Vier Jahreszeiten in einer Woche

Teile diesen Beitrag mit deinen Freunden:

Hochsommer

Der sechste Tag verspricht warm und sonnig zu werden – die Route eher durchwachsen. Wir lassen das Handwerkerdorf Chilling hinter uns. Die abenteuerliche Seilbahn über den Fluss Zanskar gibt es zwar noch, ist jedoch außer Betrieb, weil inzwischen eine Brücke gebaut wurde.

Dies hängt mit dem Bau der neuen 30 km langen Straße zusammen, die nach Zanskar führen wird. Für die Bewohner dort bedeutet dies den Anschluss an die Welt bzw. an Ladakh und Leh. Bisher konnte man den Weg dorthin im Winter über den zugefrorenen Fluss, im Sommer nur über die hohen Pässe zu Fuß zurücklegen. Daher ist die Straße für die Bevölkerung ein wichtiger Schritt und bedeutet Zugang zu Bildung, auch wenn es für die Natur einen nicht unerheblichen Einschnitt bedeutet.

Der Bau der Straße ist höchst spektakulär

Die Piste wurde bereits freigelegt, der Fels also abgetragen. Regen und Unwetter lassen immer wieder Steine auf die unfertige Trasse fallen, die entfernt werden müssen, damit die Bau- und Verpfelgungsfahrzeuge durchkommen. Die Freiräumung erfolgt dadurch, dass die Felsbrocken mittels eines großen Baggers in den Fluss geworfen werden, der sich dadurch stark verengt und die Strömung nimmt entsprechend zu. Die Vermutung, dass beim nächsten Hochwasser die neue Brücke in Mitleidenschaft gezogen wird, liegt daher nahe.

Camp Hamourja

Wir kommen heute auf den Markha-Trail, der seinen Namen dem Fluss Markha verdankt. Die Etappe ist unspektakulär und führt zu zwei Dritteln an der Straße bzw. Piste entlang. Dann verengt sich die Strecke zu einem Pfad und wird bis wir unser Camp in Hamourja (3.440 m) erreicht haben, nur wenig interessanter. Tagsüber war die Hitze fast unerträglich, so dass wir uns über ein erfrischendes Bad im Fluss freuen und das schöne Wetter nutzen, um unsere Wäsche zu waschen.

Herbst

Am Morgen des siebten Tages stehen dunkle Wolken über uns. Der Weg durchs Markha Valley zieht sich, ich empfinde ihn unspektakulär und langweilig. Einzig die Flussquerungen lassen den Puls etwas höher schlagen. Gerade noch rechtzeitig vor dem einsetzenden Regen erreichen wir unser Camp in Umlung (3.780 m) und freuen uns über das dortige “Kiosk”, wo wir uns einen frischen Kaffee gönnen und eine handgestrickte Wollmütze aus grober Schafswolle kaufen.
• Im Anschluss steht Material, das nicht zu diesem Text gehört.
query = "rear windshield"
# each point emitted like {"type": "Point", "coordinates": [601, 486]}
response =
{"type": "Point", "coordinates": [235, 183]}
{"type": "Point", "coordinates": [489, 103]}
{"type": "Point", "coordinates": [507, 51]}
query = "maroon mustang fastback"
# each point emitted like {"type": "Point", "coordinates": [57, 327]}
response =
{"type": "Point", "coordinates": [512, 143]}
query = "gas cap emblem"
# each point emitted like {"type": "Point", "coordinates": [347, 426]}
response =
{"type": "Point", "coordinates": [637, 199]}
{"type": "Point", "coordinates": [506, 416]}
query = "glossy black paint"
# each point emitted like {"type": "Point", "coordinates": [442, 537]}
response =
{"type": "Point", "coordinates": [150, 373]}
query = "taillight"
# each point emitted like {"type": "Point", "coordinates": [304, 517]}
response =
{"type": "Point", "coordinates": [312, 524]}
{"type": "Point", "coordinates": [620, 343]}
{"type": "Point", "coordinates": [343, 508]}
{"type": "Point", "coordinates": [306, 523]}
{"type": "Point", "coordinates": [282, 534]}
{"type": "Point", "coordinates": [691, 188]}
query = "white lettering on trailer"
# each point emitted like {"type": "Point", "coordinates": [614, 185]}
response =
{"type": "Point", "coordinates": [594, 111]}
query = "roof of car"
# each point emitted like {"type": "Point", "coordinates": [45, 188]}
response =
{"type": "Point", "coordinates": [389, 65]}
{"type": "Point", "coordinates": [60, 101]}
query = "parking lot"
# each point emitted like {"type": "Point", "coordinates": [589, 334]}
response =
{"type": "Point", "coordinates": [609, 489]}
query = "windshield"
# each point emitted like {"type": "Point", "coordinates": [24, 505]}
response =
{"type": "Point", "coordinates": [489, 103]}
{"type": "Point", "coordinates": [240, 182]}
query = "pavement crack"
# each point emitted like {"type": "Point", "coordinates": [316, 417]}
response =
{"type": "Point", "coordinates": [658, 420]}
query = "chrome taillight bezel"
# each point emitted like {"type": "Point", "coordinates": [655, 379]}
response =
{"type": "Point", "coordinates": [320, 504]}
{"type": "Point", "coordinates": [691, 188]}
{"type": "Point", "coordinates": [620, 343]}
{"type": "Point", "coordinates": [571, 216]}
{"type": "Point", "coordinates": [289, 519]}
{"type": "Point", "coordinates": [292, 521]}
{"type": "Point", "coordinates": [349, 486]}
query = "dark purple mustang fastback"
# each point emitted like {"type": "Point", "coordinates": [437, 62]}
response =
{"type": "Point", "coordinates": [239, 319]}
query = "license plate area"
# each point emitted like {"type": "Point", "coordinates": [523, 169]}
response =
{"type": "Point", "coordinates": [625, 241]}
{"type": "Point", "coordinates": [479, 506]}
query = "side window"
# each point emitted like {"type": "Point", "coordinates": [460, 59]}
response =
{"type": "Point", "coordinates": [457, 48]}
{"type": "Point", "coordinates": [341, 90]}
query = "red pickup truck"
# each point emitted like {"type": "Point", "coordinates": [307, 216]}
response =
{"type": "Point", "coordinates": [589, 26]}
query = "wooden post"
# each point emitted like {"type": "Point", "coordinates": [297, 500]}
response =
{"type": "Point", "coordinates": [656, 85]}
Wir zelten direkt am Fluss, doch aufgrund des schlechten Wetters verzichten wir heute aufs Bad.

Aprilwetter

Govt. Primary School, Hangkar

An unserem achten Trekking-Tag besuchen besuchen wir die Dorfschule in Hangkar, heute sind vier SchülerInnen da. Fasziniert stehen wir fast eine Stunde lang im Regen und beobachten, wie diese ohne Lehrkraft ihren Englischunterricht singend absolvieren. Anschließend werden wir spontan von einer anwesenden Mama zum Tee und Keksen eingeladen. Gastfreundschaft wird hier sehr großgeschrieben.

Die letzten Kilometer sind spannend und führen durch eine Schlucht. Leider erwischt uns ein kalter Regen und wir kommen mal wieder durchnässt im nächsten Camp an. Der Wettergott hat aber ein Einsehen und lässt die Sonne für uns scheinen, so dass unsere Klamotten trocknen können. Und als weiteres Highlight gibt es zum Abendessen eine Gemüse-Pizza (Keine Ahnung, wie unser Koch die “gezaubert” hat, war aber sehr lecker).

Frühlingserwachen

Der Tag beginnt mit Sonnenschein, uns erwartet wieder eine kurze Etappe, die uns über Tachungtse im Schatten des Kang Yatze (6.400 m) nach Nimaling bis auf 4.750 Meter führt. Wir besteigen spontan noch den nächsten Hügel, schaffen nicht ganz die 5.000er Höhenmarke und bereiten uns damit sukzessive auf den ersten großen Gipfel vor (“Climb High, Sleep Low”). Weil die Sonne lacht, gönnen wir uns am späten Nachmittag wieder ein kurzes, aber sehr erfrischendes Bad im eiskalten Fluss.

Nimaling

Heute Nacht ist Vollmond und laut Auskunft unseres Guides, ändert sich dann das Wetter – wir hoffen auf weniger Niederschlag. Marcus unkt allerdings “Klar, Schneefall bis auf 4.000 m.”

Spätherbst

Auch heute steht wieder eine sehr kurze Etappe an, wir richten uns am zehnten Tag auf 5.000 Meter in unserem Basecamp für den Dzo Jongo (6.230 m) ein, den wir morgen besteigen wollen. Vor dem Lunch ist sogar noch Zeit für eine kleine Akklimatisationstour auf 5.200 Meter Höhe. Dann setzt der Regen ein und der Himmel verheißt nichts Gutes für den Gipfeltag.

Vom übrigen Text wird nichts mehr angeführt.